Tabi AKP şimdilik Kürtler arasında da ayrım yapıyor. PKK Kürtlüğünü karşısına alıp ezmeye çalışırken, bu amaca hizmet ettiği oranda KDP Kürtlüğüyle ilişki kuruyor. KDP ile mevcut sıcak ilişkileri buradan kaynaklanıyor. Musul yakınlarına asker göndererek KDP’ye askeri eğitim vermesi de bu amaç doğrultusunda gerçekleşiyor. Tabi PKK’den sonra sıranın KDP’ye geleceği de biliniyor. Mevcut AKP Hükümeti her şeyin başına Kürt karşıtlığını koymuş bulunuyor. Cizre’den Yüksekova’ya, Nusaybin’den Silvan’a kadar Kürt şehir ve kasabalarını polis terörüyle ezmeye çalışırken, tüm Türkiye ve dış siyasetini de bu stratejiye bağlı olarak yürütüyor. Örneğin Kürt direnişine destek veren demokratik güçleri korkutup sindirmeye çalışıyor. Suruç ve Ankara katliamları bu amaçla gerçekleştirildi. Can Dündar ve Erdem Gül bu nedenle tutuklandı. Burada AKP’nin planı açıktır. Türkiye’nin demokratik güçlerini sindirerek Kürt direnişini yalnız bırakmak ve ezmek istiyor. Kürt direnişi ile Türkiye demokrasi hareketinin birliğini engellemeye çalışıyor. Kürdistan’da çok sert bir çatışma yaşanır ve faşizme karşı kahramanca bir direniş yürütülürken, faşizme karşı direnişin metropollere yayılmasını engellemek istiyor.

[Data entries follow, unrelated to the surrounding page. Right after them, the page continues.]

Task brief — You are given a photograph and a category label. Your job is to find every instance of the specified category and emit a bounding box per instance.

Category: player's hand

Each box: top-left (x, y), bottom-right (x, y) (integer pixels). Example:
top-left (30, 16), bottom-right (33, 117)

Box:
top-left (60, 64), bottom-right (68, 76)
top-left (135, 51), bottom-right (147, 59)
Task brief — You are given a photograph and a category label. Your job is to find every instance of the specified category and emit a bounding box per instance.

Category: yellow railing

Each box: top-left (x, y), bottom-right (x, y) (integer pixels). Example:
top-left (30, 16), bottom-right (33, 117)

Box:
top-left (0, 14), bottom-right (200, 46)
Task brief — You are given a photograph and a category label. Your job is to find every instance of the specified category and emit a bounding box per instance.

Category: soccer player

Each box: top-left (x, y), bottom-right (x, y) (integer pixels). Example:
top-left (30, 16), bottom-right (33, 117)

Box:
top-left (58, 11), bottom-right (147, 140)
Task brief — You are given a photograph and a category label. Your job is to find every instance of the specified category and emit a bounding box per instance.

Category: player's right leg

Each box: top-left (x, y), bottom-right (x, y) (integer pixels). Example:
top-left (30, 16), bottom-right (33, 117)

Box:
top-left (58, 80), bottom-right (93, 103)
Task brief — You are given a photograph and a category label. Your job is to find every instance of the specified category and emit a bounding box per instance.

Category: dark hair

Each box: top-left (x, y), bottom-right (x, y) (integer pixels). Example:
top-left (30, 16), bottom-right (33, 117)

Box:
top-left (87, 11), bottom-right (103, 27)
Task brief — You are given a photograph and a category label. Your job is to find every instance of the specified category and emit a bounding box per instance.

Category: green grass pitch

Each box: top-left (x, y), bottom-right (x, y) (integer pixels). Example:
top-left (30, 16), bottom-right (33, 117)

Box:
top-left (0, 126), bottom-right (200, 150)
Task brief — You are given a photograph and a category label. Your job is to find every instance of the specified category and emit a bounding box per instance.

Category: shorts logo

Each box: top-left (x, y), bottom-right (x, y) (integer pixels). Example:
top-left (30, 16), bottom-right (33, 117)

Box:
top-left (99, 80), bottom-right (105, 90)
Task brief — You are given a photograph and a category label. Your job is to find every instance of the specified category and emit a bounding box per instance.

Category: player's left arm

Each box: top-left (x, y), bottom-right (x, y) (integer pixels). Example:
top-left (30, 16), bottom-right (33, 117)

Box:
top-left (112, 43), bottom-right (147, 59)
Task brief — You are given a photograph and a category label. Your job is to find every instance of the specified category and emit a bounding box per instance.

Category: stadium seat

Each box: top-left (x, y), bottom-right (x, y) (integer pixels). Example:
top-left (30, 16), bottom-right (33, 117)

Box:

İşte AKP’nin bu planını görmek ve başarısına fırsat vermemek gerekiyor. Bunun için de Türkiye demokrasi bloğunu daha çok büyütmek ve faşizme karşı direnişi metropollerde çok etkili olarak geliştirmek gerekiyor. Unutmayalım ki, AKP faşizmini yenmenin yolu demokratik birliği ve direnişi büyütmek oluyor. Bu durum tüm demokratik güçlere, kadın ve gençlik örgütlerine, partilere ve sendikalara çok önemli görevler yüklüyor. AKP saldırıları karşısında görmezden gelmek ve parçalı durmak tehlikelidir. Bu duruşun AKP faşizmine güç verdiği açıktır. O halde faşizmi yenilgiye uğratabilmek için demokratik birliği ve direnişi yükseltmek hepimizin vazgeçilmez görevidir.